La CGTR Spektak quitte la Fabrik après deux semaines d’occupation

culture saint-denis
La Fabrik occupée par le CGTR Spektak
©Patrice Atchicanon / Page Facebook CGTR Spektak

La CGTR Spektak annonce le levée de l’occupation des locaux de la Fabrik à Saint-Denis. Mobilisés depuis quinze jours, ces acteurs de la culture péï souhaitaient interpeller les autorités pour une meilleure gestion de la crise sanitaire. Le mouvement n’est pas terminé pour autant

Le 14 mars dernier, une trentaine de membres de la CGTR Spektak investissait le Centre dramatique national de l’Océan indien (CDNOI), dans leurs locaux de la Fabrik, à Saint-Denis, en appelant à une "révolution culturelle". Quinze jours plus tard, le syndicat annonce la levée de cette occupation.

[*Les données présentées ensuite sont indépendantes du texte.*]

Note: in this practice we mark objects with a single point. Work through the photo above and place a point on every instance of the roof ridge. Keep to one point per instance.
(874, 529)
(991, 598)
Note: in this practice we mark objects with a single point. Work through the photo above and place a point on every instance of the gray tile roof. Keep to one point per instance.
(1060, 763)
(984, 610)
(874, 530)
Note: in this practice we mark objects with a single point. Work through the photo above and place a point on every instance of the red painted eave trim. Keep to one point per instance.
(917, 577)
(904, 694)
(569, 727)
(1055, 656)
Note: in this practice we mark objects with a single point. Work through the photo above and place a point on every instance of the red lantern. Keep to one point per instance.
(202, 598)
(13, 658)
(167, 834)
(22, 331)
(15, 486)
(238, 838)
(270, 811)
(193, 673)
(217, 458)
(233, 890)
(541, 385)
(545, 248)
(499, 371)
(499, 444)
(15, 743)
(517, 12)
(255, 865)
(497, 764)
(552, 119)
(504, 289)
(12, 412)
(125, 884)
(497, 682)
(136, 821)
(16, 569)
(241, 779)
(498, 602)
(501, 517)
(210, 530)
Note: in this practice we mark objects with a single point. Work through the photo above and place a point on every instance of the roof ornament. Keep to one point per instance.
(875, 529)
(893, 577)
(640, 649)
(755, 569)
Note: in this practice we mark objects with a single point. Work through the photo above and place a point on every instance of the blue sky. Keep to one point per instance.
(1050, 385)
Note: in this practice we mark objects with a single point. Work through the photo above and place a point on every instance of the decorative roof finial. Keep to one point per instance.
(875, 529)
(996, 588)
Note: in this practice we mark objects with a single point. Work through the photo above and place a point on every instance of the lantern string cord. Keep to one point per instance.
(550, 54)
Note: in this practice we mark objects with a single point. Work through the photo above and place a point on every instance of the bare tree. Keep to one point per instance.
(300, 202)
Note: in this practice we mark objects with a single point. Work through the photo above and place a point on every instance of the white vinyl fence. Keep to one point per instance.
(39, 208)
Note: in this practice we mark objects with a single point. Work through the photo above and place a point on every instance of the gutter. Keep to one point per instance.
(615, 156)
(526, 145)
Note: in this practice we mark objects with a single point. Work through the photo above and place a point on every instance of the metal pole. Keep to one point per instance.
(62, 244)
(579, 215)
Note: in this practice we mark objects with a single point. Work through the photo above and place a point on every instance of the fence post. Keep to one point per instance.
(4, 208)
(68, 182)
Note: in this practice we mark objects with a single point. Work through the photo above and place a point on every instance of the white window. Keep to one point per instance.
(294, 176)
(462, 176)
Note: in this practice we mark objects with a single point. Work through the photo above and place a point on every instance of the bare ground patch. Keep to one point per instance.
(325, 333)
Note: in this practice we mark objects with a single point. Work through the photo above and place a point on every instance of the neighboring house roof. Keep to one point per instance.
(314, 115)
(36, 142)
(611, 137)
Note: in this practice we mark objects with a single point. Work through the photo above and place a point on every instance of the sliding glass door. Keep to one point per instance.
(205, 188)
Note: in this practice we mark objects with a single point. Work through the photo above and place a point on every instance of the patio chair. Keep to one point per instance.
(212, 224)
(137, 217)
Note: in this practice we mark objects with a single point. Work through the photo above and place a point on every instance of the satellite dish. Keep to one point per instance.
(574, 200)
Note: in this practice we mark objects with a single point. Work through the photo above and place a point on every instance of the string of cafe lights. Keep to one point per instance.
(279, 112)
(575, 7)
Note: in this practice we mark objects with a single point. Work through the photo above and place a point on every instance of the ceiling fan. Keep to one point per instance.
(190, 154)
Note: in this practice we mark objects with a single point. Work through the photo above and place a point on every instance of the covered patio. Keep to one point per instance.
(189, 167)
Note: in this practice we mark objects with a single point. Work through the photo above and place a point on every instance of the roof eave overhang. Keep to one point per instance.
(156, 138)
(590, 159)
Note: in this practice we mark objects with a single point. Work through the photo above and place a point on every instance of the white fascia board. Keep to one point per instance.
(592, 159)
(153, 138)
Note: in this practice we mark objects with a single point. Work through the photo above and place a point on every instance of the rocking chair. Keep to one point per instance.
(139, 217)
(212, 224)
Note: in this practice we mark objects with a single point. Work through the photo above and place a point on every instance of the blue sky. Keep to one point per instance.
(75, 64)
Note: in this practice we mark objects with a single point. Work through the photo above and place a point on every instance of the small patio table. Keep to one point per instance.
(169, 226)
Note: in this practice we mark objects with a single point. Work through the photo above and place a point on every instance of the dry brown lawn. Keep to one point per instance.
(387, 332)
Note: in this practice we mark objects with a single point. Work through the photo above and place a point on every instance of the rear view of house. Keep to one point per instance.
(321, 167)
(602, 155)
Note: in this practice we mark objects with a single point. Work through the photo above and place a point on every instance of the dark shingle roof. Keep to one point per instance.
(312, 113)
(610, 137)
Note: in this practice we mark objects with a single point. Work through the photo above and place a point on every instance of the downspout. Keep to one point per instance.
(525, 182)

Pour ces acteurs du monde culturel local, il s’agissait d’interpeller le gouvernement et les autorités locales sur la gestion de la crise sanitaire. Bien qu’épargnés, comparé aux mesures de fermeture prises dans l’Hexagone, les artistes péï et leurs camarades techniciens déplorent le fait de ne pas être impliqués dans les décisions prises pour faire face à la situation sanitaire, notamment avec la mise en place du couvre-feu de 18h à 5h.

Occupation de La Fabrik par la CGTR Spektak
©©Facebook CGTR Spektak

Un mouvement à présent "itinérant"

Après deux semaines d’une occupation animée notamment par des débats, la CGTR a décidé de poursuivre le mouvement différemment. Le syndicat indique ainsi qu’il va "entamer une itinérance dans les lieux de cultures des autres micros-régions de l’île".

Ce départ s’explique par la dégradation des relations avec la direction du CDNOI, alors que celle-ci soutenait initialement le mouvement et qu’un protocole avait été signé à l’installation des membres de la CGTR.

Des tensions avec la direction du Centre dramatique

"La direction n’arrêtait pas de nous provoquer verbalement, prétextant le non-respect des gestes barrières et pire encore, accusant la CGTR Spektak et le collectif d’occasionner un danger grave et imminent pour leur personnel", explique le syndicat qui réfute en bloc au passage ces accusations.

La CGTR Spektak assure avoir respecté à la lettre le protocole d’occupation. Le syndicat en profite pour "remercier chaleureusement les 390 visiteurs qui se sont déplacés pour nous rencontrer dans le cadre de notre occupation de "La Fabrik". Nous remercions aussi les 326 personnes qui ont signé à ce jour notre pétition de soutien en ligne qui expose nos revendications nationales, mais aussi locales".

"Cette résidence sur le site de La Fabrik, nous a aussi permis de recueillir un nombre important de vos témoignages, propositions, rêves et utopies. Ce "Bureau des Amours", plébiscité par les acteurs de la Culture, démontre le bien fondé de notre action", défend ces acteurs de la culture.